The verdict: not dead, just misread
The "online arbitrage is dead" narrative assumes every worthwhile product is mobbed by dozens of sellers and dominated by Amazon. The data from 342,931 real products says the opposite. Nearly 44% have three or fewer sellers, and only about a quarter are genuinely crowded with ten or more. Amazon itself only shows up as a seller on 16% of these listings, leaving 84% without that competition.
Demand is not the problem either. 94.8% of the products tracked sold at least once in the trailing 30 days. The opportunity that "died" is still selling, still uncrowded, and still mostly Amazon-free for the sellers who know where to look.
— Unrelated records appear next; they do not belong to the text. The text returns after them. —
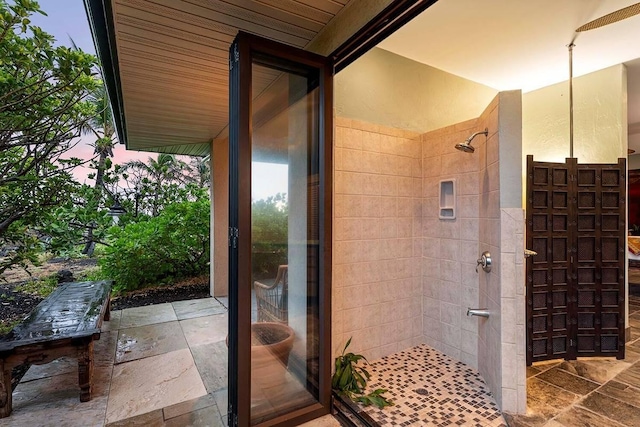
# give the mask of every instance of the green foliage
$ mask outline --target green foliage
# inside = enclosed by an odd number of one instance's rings
[[[251,205],[252,270],[256,279],[275,277],[287,263],[289,207],[287,195],[278,193]]]
[[[371,375],[366,369],[358,366],[358,362],[361,360],[366,362],[367,359],[361,354],[345,354],[349,344],[351,344],[351,338],[344,346],[342,354],[336,357],[336,370],[331,378],[331,388],[364,406],[376,405],[380,409],[385,406],[393,406],[393,402],[382,395],[387,391],[385,389],[379,388],[369,394],[364,393]]]
[[[78,281],[89,281],[89,282],[97,282],[100,280],[106,280],[108,277],[102,271],[100,267],[91,268],[89,270],[85,270],[82,273],[78,274]]]
[[[209,209],[206,199],[176,203],[157,217],[112,227],[112,244],[100,260],[114,290],[134,290],[193,277],[209,269]]]
[[[107,215],[104,202],[94,188],[76,184],[64,204],[42,217],[39,230],[47,236],[43,242],[46,250],[56,256],[77,256],[88,243],[88,229],[91,242],[107,244],[106,234],[113,219]]]
[[[20,323],[20,319],[0,321],[0,336],[11,332],[18,323]]]
[[[35,1],[0,0],[0,273],[35,258],[33,230],[68,200],[81,162],[61,157],[94,115],[95,57],[54,46],[33,13]]]
[[[36,295],[42,298],[49,296],[58,286],[58,278],[56,275],[45,277],[44,279],[29,280],[28,282],[16,286],[16,292],[24,292],[26,294]]]
[[[134,218],[158,216],[172,203],[208,197],[197,173],[171,154],[160,154],[157,159],[149,157],[147,162],[130,161],[116,166],[114,173],[126,183],[120,201]]]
What actually changed is not saturation. It is that finding these products by hand got harder, so casual sellers quit and assumed the model was dead. The data shows the products are still there.
Methodology
Sample: 342,931 products observed across active Amazon seller storefronts monitored by Arbitrage Stalker between March 12 and June 6, 2026, using Keepa data. This is the live inventory of working arbitrage sellers, not a random sample of the entire Amazon catalog, so it reflects the real opportunity set sellers are operating in. "Seller count" is the number of new offers on a listing. "Sold in the last 30 days" means the product's sales rank dropped at least once in the period (Keepa's standard proxy for a unit sold). Amazon competition is flagged when Amazon holds an active offer. Raw aggregate data available to journalists on request.